Why is a credit score important in the US?

For example, you You want an apartment or a house. You may be denied If your credit rating below a certain number, and you may also be asked for a deposit for the first and last month of rent. If you have a high rating, you could count on rental terms with only an advance payment for the first month of rent or no advance payment at all. Your credit score affects the amount of interest on your loans and the lower your score, the higher your interest. A good age for a credit line is considered to be the use of a credit product for at least 5 years.

The following loans are most popular in the USA:

1. Loan to buy a house (mortgage) – a loan with a fixed and floating lending rate. Fixed rate for a loan term of 15 to 30 years with a fixed monthly payment. With a floating rate, the bank has the right to raise the interest rate later according to the agreements. A floating rate is beneficial for those who plan to quickly pay off the loan or sell the purchased property after a while, pay off the loan and move to another state. Rates range from 3 to 5 percent per annum. It can be very beneficial to refinance an existing loan in order to reduce monthly payments. But refinancing is fraught with an increase in the term for which the loan is issued. Banks are very scrupulous about borrowers who want to get a mortgage and impose strict requirements.

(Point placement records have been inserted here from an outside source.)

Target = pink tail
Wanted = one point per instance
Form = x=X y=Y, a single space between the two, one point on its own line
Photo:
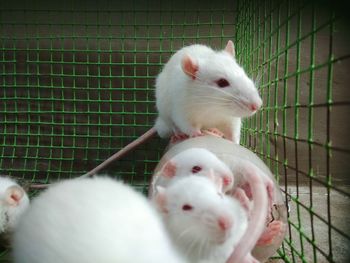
x=258 y=216
x=143 y=138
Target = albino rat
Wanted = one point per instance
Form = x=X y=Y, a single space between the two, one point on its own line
x=13 y=203
x=197 y=161
x=199 y=88
x=204 y=224
x=92 y=220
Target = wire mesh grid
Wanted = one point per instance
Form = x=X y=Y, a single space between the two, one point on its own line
x=77 y=84
x=296 y=48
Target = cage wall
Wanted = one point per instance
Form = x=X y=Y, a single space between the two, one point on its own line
x=299 y=52
x=77 y=84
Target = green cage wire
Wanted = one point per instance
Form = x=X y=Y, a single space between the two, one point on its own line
x=77 y=84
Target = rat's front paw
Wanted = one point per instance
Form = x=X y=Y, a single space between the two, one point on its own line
x=275 y=228
x=213 y=131
x=178 y=137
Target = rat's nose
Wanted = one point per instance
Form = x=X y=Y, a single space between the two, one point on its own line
x=224 y=223
x=255 y=106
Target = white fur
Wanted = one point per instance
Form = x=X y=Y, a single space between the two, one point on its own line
x=191 y=157
x=186 y=105
x=10 y=214
x=92 y=220
x=196 y=232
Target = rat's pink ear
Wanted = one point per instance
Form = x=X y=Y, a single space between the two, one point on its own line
x=189 y=66
x=13 y=195
x=169 y=169
x=160 y=198
x=230 y=48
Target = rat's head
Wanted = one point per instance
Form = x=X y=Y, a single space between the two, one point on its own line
x=219 y=82
x=198 y=161
x=195 y=211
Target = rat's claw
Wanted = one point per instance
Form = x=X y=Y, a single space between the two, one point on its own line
x=274 y=229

2. Car loan – there are very good offers with low interest rates for a new car at a rate of 0.5% to 1% per annum. Standard interest rates depend on credit history and solvency. In the usual case, the percentage is likely to be up to 2.6%. For used cars, interest up to 4% for a period of 48, 60, or 72 months. Like a real estate loan, it is refinanced. Rates may change. After paying 30% of the loan, it is allowed to return the car and receive a new car instead on credit on individual terms, taking into account the amount already paid for the loan.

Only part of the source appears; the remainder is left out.